Is great UX killing happiness?
Between delight and meaning in the digital age
The joy of messing up and starting over. Photo by Alexander Shatov on Unsplash
Ever since I first read this phrase back in 2008, during my first year at university, I’ve been obsessed with the concept of happiness. For someone like me, who was always questioning where emotions and reactions came from — many of which felt unconscious or beyond my control — it was fascinating to think that every problem and need could be reduced to a single pursuit. Everything I did, and everything humans did, was motivated by the desire to be happy.
Of course, that formula had degrees of separation: many actions required multiple steps and conditions before they could result in happiness. But if, at the core, everything could be traced back to this one purpose, it became much easier for me to distinguish what was essential from what was trivial.
From Happiness to Usability
My obsession with happiness — both my own and that of others — eventually led me to change careers in 2021, after more than ten years working in technology projects.
Being close to the business side, I repeatedly saw how little empathy there was for the end user, and how many of the products we launched were either ignored or, worse, criticized and even hated. The most frustrating part was that many of these tools were internal systems, meaning I was complicit in implementing solutions that actually made my colleagues’ daily lives harder (we’ve all had that tool we’re forced to use at work — the one that isn’t intuitive and always crashes right before a deadline).
That was my turning point: I decided to dedicate myself fully to user experience design. My obsession with happiness turned into an obsession with usability and accessibility — with creating processes that were clear, seamless, and forgiving. Products that didn’t require a manual to get started, that offered smooth, precise interactions, and where errors could not only be corrected but often avoided altogether. In short, the foundation of any successful product or service today.
The Zero-Friction Generation
We’ve grown so accustomed to this level of excellence — instant responses, frictionless interfaces — that anything less feels inconceivable. We’ve become connoisseurs of experiences: it’s not enough for things to “just work”. We expect them to anticipate our needs, answer perfectly on the first try, and leverage all the data they gather from us to know us better than we know ourselves — while still respecting our privacy. We want it all.
Think about it: people who once waited 20 minutes for a PC to boot up and saved all their files on floppy disks now demand nothing short of perfection. And newer generations, raised in a context of zero friction, see any obstacle as an intolerable disruption.
Meanwhile, rates of depression and anxiety have surged. The World Health Organization estimates that more than 280 million people worldwide live with depression, and nearly 4% of the global population experiences an anxiety disorder. Perhaps this lack of friction — this over-optimization — has disconnected us from the real fabric of life, where obstacles are not exceptions but essential parts of existence. And in that gap, we face a crisis of meaning and purpose — yes, that same purpose I was once obsessed with: happiness.
This raised a painful question for me: had I failed as a professional? Was I complicit in this trap? Were my designs and my work actually taking people further away from what makes them truly happy?

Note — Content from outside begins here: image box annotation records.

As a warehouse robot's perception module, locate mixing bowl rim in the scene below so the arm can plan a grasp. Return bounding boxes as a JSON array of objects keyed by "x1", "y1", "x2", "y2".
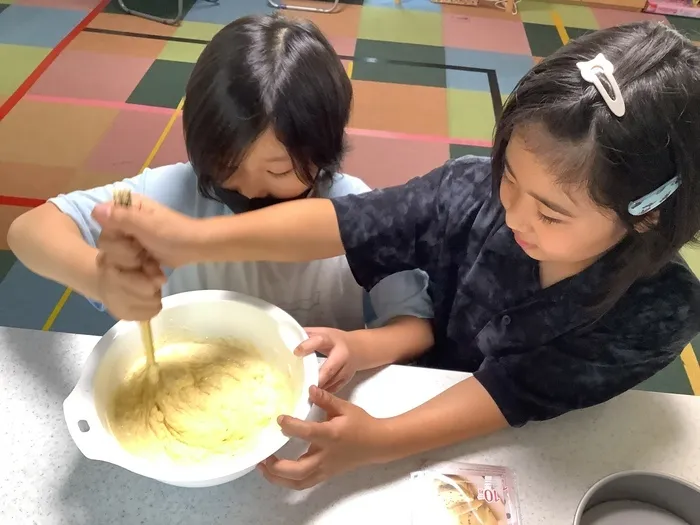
[
  {"x1": 63, "y1": 290, "x2": 318, "y2": 485},
  {"x1": 573, "y1": 470, "x2": 700, "y2": 525}
]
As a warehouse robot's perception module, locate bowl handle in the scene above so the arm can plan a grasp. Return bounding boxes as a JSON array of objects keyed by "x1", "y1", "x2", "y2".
[{"x1": 63, "y1": 385, "x2": 107, "y2": 459}]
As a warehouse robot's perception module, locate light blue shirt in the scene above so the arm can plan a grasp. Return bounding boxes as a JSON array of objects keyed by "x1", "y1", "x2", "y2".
[{"x1": 50, "y1": 164, "x2": 433, "y2": 330}]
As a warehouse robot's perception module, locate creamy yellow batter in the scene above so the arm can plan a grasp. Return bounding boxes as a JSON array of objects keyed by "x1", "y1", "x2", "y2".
[{"x1": 110, "y1": 341, "x2": 294, "y2": 463}]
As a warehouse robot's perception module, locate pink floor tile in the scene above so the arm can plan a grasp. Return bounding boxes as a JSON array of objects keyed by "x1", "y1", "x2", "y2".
[
  {"x1": 30, "y1": 51, "x2": 153, "y2": 102},
  {"x1": 442, "y1": 14, "x2": 530, "y2": 55},
  {"x1": 343, "y1": 135, "x2": 450, "y2": 188},
  {"x1": 591, "y1": 8, "x2": 668, "y2": 29},
  {"x1": 151, "y1": 116, "x2": 187, "y2": 168},
  {"x1": 84, "y1": 110, "x2": 170, "y2": 179},
  {"x1": 328, "y1": 35, "x2": 357, "y2": 57},
  {"x1": 12, "y1": 0, "x2": 102, "y2": 11}
]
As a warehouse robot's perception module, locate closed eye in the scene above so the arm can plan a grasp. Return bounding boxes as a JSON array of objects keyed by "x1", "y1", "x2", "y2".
[
  {"x1": 268, "y1": 169, "x2": 294, "y2": 177},
  {"x1": 539, "y1": 213, "x2": 562, "y2": 224}
]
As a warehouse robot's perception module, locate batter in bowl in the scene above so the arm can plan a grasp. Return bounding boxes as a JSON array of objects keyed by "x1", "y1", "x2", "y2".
[{"x1": 109, "y1": 341, "x2": 295, "y2": 464}]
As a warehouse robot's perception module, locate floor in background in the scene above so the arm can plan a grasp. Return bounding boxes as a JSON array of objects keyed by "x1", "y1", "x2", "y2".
[{"x1": 0, "y1": 0, "x2": 700, "y2": 394}]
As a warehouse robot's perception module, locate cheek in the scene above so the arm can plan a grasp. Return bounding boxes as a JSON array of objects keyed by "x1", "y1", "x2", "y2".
[
  {"x1": 498, "y1": 180, "x2": 512, "y2": 210},
  {"x1": 267, "y1": 173, "x2": 308, "y2": 199},
  {"x1": 537, "y1": 223, "x2": 624, "y2": 261}
]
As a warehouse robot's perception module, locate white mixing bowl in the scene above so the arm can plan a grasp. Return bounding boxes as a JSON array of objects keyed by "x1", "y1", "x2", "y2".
[{"x1": 63, "y1": 290, "x2": 318, "y2": 487}]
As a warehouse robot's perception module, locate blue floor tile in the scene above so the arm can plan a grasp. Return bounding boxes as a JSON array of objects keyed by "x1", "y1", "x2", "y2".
[
  {"x1": 0, "y1": 262, "x2": 65, "y2": 330},
  {"x1": 445, "y1": 47, "x2": 534, "y2": 95},
  {"x1": 185, "y1": 0, "x2": 273, "y2": 24},
  {"x1": 51, "y1": 293, "x2": 116, "y2": 335}
]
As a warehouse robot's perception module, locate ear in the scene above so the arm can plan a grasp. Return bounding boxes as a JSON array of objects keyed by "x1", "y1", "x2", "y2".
[{"x1": 634, "y1": 210, "x2": 659, "y2": 233}]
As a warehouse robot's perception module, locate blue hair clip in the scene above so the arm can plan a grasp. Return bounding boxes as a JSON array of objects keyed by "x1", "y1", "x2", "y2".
[{"x1": 627, "y1": 175, "x2": 681, "y2": 217}]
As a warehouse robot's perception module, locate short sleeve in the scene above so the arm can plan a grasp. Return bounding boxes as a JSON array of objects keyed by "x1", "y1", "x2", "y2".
[
  {"x1": 49, "y1": 163, "x2": 201, "y2": 247},
  {"x1": 368, "y1": 270, "x2": 433, "y2": 328},
  {"x1": 332, "y1": 166, "x2": 445, "y2": 290},
  {"x1": 474, "y1": 270, "x2": 700, "y2": 426},
  {"x1": 49, "y1": 172, "x2": 145, "y2": 248}
]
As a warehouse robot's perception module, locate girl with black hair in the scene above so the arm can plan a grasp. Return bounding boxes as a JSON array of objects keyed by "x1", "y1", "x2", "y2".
[
  {"x1": 8, "y1": 16, "x2": 432, "y2": 360},
  {"x1": 60, "y1": 23, "x2": 700, "y2": 488}
]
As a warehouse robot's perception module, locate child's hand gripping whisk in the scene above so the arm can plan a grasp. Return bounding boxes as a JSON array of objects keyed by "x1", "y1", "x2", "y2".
[{"x1": 112, "y1": 188, "x2": 159, "y2": 383}]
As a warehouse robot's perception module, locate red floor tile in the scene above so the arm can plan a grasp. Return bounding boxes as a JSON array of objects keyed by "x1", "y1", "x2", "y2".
[
  {"x1": 343, "y1": 135, "x2": 450, "y2": 188},
  {"x1": 84, "y1": 110, "x2": 175, "y2": 180},
  {"x1": 30, "y1": 50, "x2": 153, "y2": 102}
]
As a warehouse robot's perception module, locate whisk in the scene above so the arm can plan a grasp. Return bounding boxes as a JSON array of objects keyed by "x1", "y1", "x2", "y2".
[{"x1": 112, "y1": 188, "x2": 159, "y2": 381}]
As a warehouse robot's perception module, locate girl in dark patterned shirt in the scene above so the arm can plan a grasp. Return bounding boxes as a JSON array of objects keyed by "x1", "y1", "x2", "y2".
[{"x1": 95, "y1": 23, "x2": 700, "y2": 488}]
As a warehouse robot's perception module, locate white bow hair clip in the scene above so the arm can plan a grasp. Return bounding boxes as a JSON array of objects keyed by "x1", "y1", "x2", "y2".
[{"x1": 576, "y1": 53, "x2": 625, "y2": 117}]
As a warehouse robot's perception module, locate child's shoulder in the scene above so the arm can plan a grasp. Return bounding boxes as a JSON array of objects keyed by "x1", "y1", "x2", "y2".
[
  {"x1": 139, "y1": 163, "x2": 223, "y2": 217},
  {"x1": 619, "y1": 255, "x2": 700, "y2": 338},
  {"x1": 318, "y1": 173, "x2": 371, "y2": 199}
]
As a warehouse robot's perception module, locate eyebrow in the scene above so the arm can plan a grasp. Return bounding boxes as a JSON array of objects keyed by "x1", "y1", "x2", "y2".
[
  {"x1": 503, "y1": 157, "x2": 573, "y2": 218},
  {"x1": 265, "y1": 155, "x2": 289, "y2": 162}
]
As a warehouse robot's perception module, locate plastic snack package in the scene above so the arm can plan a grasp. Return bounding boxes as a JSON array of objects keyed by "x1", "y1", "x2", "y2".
[{"x1": 411, "y1": 462, "x2": 522, "y2": 525}]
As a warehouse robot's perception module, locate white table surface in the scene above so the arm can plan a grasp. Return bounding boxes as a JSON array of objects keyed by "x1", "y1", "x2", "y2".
[{"x1": 0, "y1": 328, "x2": 700, "y2": 525}]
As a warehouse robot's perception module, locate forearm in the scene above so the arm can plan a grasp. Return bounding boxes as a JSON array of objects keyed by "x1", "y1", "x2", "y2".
[
  {"x1": 197, "y1": 199, "x2": 345, "y2": 262},
  {"x1": 380, "y1": 377, "x2": 508, "y2": 462},
  {"x1": 347, "y1": 317, "x2": 435, "y2": 370},
  {"x1": 7, "y1": 203, "x2": 99, "y2": 301}
]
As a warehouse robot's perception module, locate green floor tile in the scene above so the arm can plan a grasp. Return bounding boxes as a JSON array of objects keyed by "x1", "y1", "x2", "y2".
[
  {"x1": 127, "y1": 60, "x2": 194, "y2": 109},
  {"x1": 447, "y1": 89, "x2": 496, "y2": 140},
  {"x1": 158, "y1": 21, "x2": 224, "y2": 63},
  {"x1": 158, "y1": 42, "x2": 205, "y2": 64},
  {"x1": 552, "y1": 4, "x2": 600, "y2": 29},
  {"x1": 358, "y1": 6, "x2": 442, "y2": 46},
  {"x1": 518, "y1": 0, "x2": 554, "y2": 25},
  {"x1": 666, "y1": 16, "x2": 700, "y2": 42},
  {"x1": 0, "y1": 250, "x2": 17, "y2": 282},
  {"x1": 523, "y1": 23, "x2": 562, "y2": 57},
  {"x1": 352, "y1": 39, "x2": 447, "y2": 88},
  {"x1": 637, "y1": 358, "x2": 693, "y2": 395},
  {"x1": 173, "y1": 20, "x2": 224, "y2": 41},
  {"x1": 566, "y1": 27, "x2": 595, "y2": 40},
  {"x1": 103, "y1": 0, "x2": 197, "y2": 18},
  {"x1": 0, "y1": 44, "x2": 51, "y2": 95},
  {"x1": 450, "y1": 144, "x2": 491, "y2": 159},
  {"x1": 681, "y1": 245, "x2": 700, "y2": 278}
]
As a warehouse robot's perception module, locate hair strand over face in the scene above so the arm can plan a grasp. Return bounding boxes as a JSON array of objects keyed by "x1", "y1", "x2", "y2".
[
  {"x1": 492, "y1": 22, "x2": 700, "y2": 314},
  {"x1": 183, "y1": 15, "x2": 352, "y2": 199}
]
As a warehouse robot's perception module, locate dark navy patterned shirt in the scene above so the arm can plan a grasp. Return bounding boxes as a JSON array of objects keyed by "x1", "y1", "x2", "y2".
[{"x1": 333, "y1": 157, "x2": 700, "y2": 426}]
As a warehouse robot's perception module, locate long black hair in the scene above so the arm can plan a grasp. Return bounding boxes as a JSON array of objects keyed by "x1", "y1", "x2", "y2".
[
  {"x1": 492, "y1": 22, "x2": 700, "y2": 313},
  {"x1": 183, "y1": 15, "x2": 352, "y2": 200}
]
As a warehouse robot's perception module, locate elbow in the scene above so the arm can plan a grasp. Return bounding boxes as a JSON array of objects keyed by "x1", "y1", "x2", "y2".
[
  {"x1": 7, "y1": 207, "x2": 46, "y2": 260},
  {"x1": 7, "y1": 211, "x2": 31, "y2": 256}
]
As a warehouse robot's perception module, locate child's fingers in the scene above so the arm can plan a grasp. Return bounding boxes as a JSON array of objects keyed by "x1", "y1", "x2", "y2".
[
  {"x1": 294, "y1": 335, "x2": 333, "y2": 357},
  {"x1": 318, "y1": 353, "x2": 345, "y2": 390},
  {"x1": 97, "y1": 235, "x2": 143, "y2": 270},
  {"x1": 104, "y1": 267, "x2": 161, "y2": 303}
]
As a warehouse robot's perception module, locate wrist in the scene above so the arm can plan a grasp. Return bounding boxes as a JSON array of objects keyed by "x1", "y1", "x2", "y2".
[
  {"x1": 343, "y1": 329, "x2": 380, "y2": 370},
  {"x1": 372, "y1": 417, "x2": 405, "y2": 465},
  {"x1": 189, "y1": 217, "x2": 224, "y2": 264}
]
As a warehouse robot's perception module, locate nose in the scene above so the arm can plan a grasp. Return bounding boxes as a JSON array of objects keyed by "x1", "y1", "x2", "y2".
[
  {"x1": 503, "y1": 186, "x2": 530, "y2": 232},
  {"x1": 226, "y1": 169, "x2": 267, "y2": 199}
]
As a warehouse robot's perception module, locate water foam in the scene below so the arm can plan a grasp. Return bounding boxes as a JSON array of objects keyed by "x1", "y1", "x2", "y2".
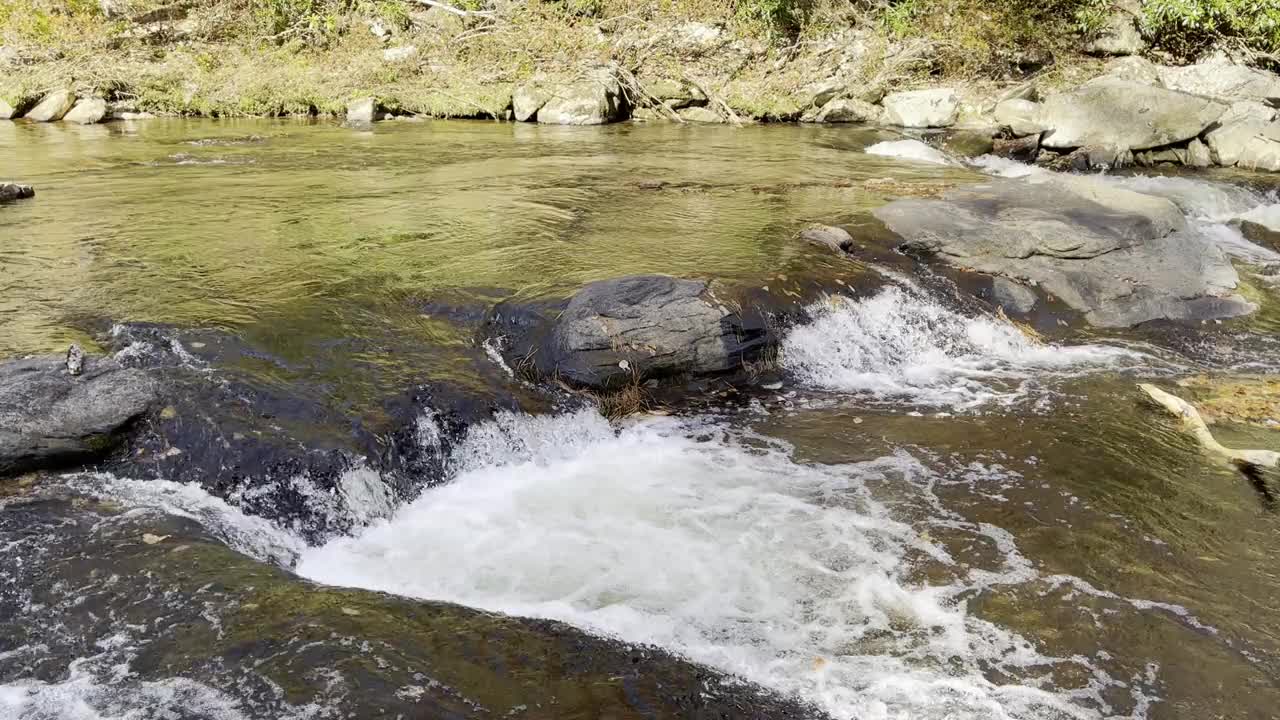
[
  {"x1": 296, "y1": 411, "x2": 1131, "y2": 720},
  {"x1": 782, "y1": 287, "x2": 1142, "y2": 409},
  {"x1": 864, "y1": 140, "x2": 956, "y2": 165}
]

I don’t mean intentionally adding friction — making products clunky or incomplete. What I mean is asking whether what I build contributes to happiness, or merely shortens the path between the user and the reward so much that the user no longer has to move, strive, or grow. Where do I place “the genuine” in a system engineered to have no errors?
Traces of Humanity
I don’t know if we’re heading toward a future where all products are predictive and require minimal user interaction. For now, there are still experiences where friction is unavoidable.
Think about ordering food delivery: the app interface is smooth — easy to browse, order, and pay. But behind the scenes, a human still has to pick up the meal, navigate traffic, and deliver it. The same is true when we take an Uber, book an Airbnb, or go on a Tinder date. As long as people are involved, there will always be unpredictability.
But what happens when artificial intelligence removes that human factor — when it generates information, content, or even ideas, with us reduced to passive prompters?
What if, instead of asking me what task I wanted next, ChatGPT asked me what I thought of its last response? Did it challenge my assumptions? Did I learn something new? Was I right or wrong, and in what ways?
Most users would probably dismiss such a version — no one wants to waste time reflecting. We go to these tools for quick, effortless answers. And that convenience benefits the companies behind them, because it keeps us engaged and always coming back with new questions. The smoother the process, the more delighted we feel — until even a two-second delay becomes intolerable and the bar gets raised yet again.